A mesma disposição e entusiasmo alcança os dirigentes da entidades que mantêm barracas no recinto. O diretor da Casa do Menor, Santi Uten Gambacorta, acredita num incremento de 20% nas vendas comparativamente ao ano passado. A entidade, que atende 20 crianças em situação de risco, tem na festa uma fonte de receita bastante proveitosa. Lanches variados e bebidas compõem o cardápio de guloseimas disponibilizado.

“Nossa demanda é muito grande e a Festa Junina contribuiu para que possamos manter em média 15% do nosso atendimento. Pode parecer pouco, mas esses recursos são vitais para o trabalho e para que não deixemos faltar o essencial àqueles a quem prestamos assistência”, destacou.

Rosangela Alves, presidente da ONG Centro Cultural Quilombinho, disse que a entidade participa pela terceira vez da festa. Destacou o nível da organização e também a importância da receita arrecadada durante o evento. “É muito importante e temos que trabalhar para superar a meta de movimento.”

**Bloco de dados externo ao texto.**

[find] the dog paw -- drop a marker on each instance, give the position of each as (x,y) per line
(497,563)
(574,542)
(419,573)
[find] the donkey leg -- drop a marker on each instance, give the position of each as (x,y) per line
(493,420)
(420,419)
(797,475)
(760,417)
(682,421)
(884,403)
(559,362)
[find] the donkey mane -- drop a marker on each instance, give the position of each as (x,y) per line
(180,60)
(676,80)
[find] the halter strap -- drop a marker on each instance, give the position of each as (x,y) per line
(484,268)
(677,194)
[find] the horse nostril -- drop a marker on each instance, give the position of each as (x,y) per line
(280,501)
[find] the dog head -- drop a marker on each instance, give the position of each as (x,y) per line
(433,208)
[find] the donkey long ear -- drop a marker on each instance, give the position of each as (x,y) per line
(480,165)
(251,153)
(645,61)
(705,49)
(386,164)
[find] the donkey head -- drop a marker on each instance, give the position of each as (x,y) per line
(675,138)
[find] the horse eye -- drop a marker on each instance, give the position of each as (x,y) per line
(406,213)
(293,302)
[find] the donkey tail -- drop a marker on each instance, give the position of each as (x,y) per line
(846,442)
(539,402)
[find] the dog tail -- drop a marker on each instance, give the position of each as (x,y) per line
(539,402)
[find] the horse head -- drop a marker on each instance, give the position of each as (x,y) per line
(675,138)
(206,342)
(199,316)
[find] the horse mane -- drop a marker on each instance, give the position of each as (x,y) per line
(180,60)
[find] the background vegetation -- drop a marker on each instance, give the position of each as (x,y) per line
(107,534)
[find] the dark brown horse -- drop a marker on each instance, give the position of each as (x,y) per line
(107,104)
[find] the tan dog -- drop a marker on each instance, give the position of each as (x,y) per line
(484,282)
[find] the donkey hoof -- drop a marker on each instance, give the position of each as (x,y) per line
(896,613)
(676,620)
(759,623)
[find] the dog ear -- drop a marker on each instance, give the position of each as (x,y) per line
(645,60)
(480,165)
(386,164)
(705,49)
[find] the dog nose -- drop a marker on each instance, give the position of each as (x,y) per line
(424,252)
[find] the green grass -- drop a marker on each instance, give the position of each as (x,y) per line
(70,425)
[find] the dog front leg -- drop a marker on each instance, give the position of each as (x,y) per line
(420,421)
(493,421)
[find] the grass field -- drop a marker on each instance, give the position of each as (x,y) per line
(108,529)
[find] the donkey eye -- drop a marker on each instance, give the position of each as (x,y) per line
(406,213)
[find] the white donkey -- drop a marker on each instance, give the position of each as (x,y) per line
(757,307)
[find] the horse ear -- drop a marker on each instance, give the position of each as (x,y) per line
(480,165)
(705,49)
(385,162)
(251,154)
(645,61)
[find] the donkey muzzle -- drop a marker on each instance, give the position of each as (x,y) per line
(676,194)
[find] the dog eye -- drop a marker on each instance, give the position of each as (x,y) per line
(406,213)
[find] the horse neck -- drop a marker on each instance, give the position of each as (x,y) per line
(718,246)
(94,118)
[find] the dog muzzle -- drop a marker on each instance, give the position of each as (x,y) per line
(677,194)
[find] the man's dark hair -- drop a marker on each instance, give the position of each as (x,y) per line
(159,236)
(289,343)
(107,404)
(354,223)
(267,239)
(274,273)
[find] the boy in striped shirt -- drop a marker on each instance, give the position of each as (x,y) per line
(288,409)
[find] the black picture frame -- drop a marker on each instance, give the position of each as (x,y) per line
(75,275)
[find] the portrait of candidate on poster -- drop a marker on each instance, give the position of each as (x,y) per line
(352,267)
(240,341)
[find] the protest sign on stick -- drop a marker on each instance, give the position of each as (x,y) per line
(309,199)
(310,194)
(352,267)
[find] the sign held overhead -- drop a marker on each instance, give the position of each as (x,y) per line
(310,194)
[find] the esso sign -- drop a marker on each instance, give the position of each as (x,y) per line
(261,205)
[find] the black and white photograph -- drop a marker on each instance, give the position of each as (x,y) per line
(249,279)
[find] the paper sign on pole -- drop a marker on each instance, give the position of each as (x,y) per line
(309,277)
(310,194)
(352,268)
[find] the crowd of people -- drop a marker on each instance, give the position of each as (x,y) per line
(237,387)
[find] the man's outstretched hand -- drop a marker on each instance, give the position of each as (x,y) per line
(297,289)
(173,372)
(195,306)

A barraca da ONG tem, entre os itens de alimentação colocados à venda, o palmito recheado. “É uma das delícias mais procuradas pelo público”, garante Rosangela. O coordenador da igreja do Parque São Bento, instituição que fornece mensalmente 40 cestas básicas às famílias do bairro, Pedro de Carvalho Guimarães, disse que sem a festa junina seria praticamente impossível manter os projetos desenvolvidos naquela região da cidade. “Estamos esperando um crescimento de 20% a 25% nas vendas e temos a confiança de que essa meta será alcançada.” Na barraca, o carro-chefe dos produtos oferecidos aos visitantes são os pasteis de sabores variados.

Única fonte de renda

Pela Associação Integrar, o presidente Edair Buganza também projetou aumento no movimento da ordem de 15%. A entidade atende a 130 crianças e, a exemplo de outras instituições beneficentes, enfrenta problemas com o aperto financeiro. A festa, neste caso, contribui para o reforço de caixa, além de proporcionar, ao mesmo tempo, maior visibilidade ao trabalho executado. “Esse é um fator a ser considerado. Não apenas nós, mas todas as organizações aqui têm na festa a oportunidade de divulgar o que fazem, de ficar mais conhecidas e mostrar o alcance social do atendimento que prestam.”

Diretora da Associação Criança Feliz, Rosana Cazarin disse que a festa junina é a única fonte de renda de que a entidade dispõe. Como não mantém convênio com órgãos públicos, aposta nos bons resultados do evento. A Criança Feliz estima arrecadar 20% a mais do que apurou em 2014.

A barraca da entidade tem como destaque a sopa de cebola e de mandioquinha servida no pão italiano. A iguaria é uma das mais consumidas pelos visitantes. Para se ter ideia, somente no sábado passado (dia 23), foram vendidas cerca de 400 unidades do prato. “É graças ao esforço dos voluntários que conseguimos alcançar esse resultado”, afirmou Rosana.

O presidente da Associação que representa as entidades, Donizetti Morais, avalia que a festa junina tem muito potencial e deve crescer ainda mais. “Não apenas pelo viés econômico, que tem, sim, relevância, mas porque é importante divulgar o trabalho que cada instituição aqui presente desenvolve.”

Para Donizetti a agenda de atrações que prevê shows de nomes como a dupla Edson e Hudson, Hugo e Thiago, e Pedro Paulo e Alex, entre outros, deve ajudar na superação das expectativas do movimento. “Estamos trabalhando para isso e vamos, a cada nova edição, oferecendo o melhor.”